A data.frame or data.frames from TCGA study containing clinical informations. See clinical.
extract.cols
A character specifing the names of extra columns to be extracted with survival information.
extract.names
Logical, whether to extract names of passed data.frames in ....
barcode.name
A character with the name of bcr_patient_barcode which differs between TCGA releases.
By default is the name from the newest release date tail(checkTCGA('Dates'),1).
event.name
A character with the name of patient.vital_status which differs between TCGA releases.
By default is the name from the newest release date tail(checkTCGA('Dates'),1).
days.to.followup.name
A character with the name of patient.days_to_last_followup which differs between TCGA releases.
By default is the name from the newest release date tail(checkTCGA('Dates'),1).
days.to.death.name
A character with the name of patient.days_to_death which differs between TCGA releases.

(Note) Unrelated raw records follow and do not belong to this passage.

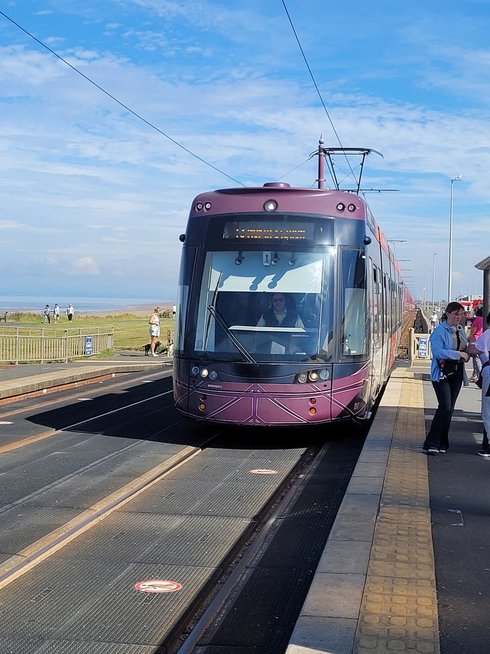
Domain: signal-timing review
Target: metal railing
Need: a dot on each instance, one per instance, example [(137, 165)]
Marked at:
[(26, 345)]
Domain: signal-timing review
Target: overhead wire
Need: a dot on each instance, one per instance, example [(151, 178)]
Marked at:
[(315, 84), (121, 104)]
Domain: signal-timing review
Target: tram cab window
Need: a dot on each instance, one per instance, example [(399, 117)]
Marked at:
[(240, 297), (354, 303)]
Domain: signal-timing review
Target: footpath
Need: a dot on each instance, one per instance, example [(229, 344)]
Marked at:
[(24, 380), (407, 565)]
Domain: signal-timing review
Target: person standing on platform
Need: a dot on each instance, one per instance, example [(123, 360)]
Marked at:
[(481, 348), (154, 330), (433, 321), (448, 344), (476, 331)]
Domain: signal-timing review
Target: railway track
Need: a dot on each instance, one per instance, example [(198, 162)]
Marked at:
[(204, 509)]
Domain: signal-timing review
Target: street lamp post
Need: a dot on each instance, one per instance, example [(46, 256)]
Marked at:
[(450, 258), (433, 277)]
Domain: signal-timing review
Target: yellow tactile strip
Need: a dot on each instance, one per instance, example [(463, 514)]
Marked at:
[(399, 603)]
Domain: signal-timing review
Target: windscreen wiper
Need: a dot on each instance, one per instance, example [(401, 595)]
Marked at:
[(222, 323)]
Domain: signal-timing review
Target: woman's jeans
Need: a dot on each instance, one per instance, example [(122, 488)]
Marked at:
[(447, 391)]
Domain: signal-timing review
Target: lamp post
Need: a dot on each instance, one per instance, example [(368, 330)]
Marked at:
[(433, 277), (450, 258)]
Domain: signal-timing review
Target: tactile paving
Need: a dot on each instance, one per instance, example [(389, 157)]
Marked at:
[(399, 604)]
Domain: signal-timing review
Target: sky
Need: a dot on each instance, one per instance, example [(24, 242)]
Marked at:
[(98, 175)]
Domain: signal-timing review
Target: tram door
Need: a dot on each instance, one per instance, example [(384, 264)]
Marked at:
[(375, 321)]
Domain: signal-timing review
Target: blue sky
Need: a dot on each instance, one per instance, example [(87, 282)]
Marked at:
[(93, 199)]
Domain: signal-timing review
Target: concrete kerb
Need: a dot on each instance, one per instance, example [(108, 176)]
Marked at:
[(44, 382)]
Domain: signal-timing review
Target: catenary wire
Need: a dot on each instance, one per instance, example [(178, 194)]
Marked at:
[(315, 84), (121, 104)]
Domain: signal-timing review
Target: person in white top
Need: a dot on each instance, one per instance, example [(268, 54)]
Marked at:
[(154, 330), (481, 348)]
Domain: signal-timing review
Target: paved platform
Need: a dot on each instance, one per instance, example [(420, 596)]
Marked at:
[(378, 586), (405, 569)]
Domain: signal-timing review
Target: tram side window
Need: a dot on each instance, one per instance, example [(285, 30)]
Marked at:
[(354, 298), (377, 303)]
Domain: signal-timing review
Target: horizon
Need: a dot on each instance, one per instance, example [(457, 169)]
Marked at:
[(97, 181)]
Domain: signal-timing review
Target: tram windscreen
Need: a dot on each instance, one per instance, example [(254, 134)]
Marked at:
[(266, 305)]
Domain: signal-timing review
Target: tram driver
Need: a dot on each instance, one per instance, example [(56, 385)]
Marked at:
[(280, 314)]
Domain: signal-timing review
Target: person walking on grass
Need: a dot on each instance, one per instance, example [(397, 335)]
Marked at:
[(448, 344), (154, 330), (46, 314)]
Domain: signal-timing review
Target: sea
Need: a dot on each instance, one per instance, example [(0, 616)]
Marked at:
[(103, 305)]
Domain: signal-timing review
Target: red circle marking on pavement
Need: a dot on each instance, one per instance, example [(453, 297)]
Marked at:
[(158, 586)]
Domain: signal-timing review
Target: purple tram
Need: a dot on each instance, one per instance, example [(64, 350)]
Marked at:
[(289, 309)]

By default is the name from the newest release date tail(checkTCGA('Dates'),1).
Value
A data.frame containing information about times and censoring for specific bcr_patient_barcode.
The name passed in barcode.name is changed to bcr_patient_barcode.
Input data.frames should contain columns patient.bcr_patient_barcode,
patient.vital_status, patient.days_to_last_followup, patient.days_to_death or theyir previous
equivalents.
It is recommended to use datasets from clinical.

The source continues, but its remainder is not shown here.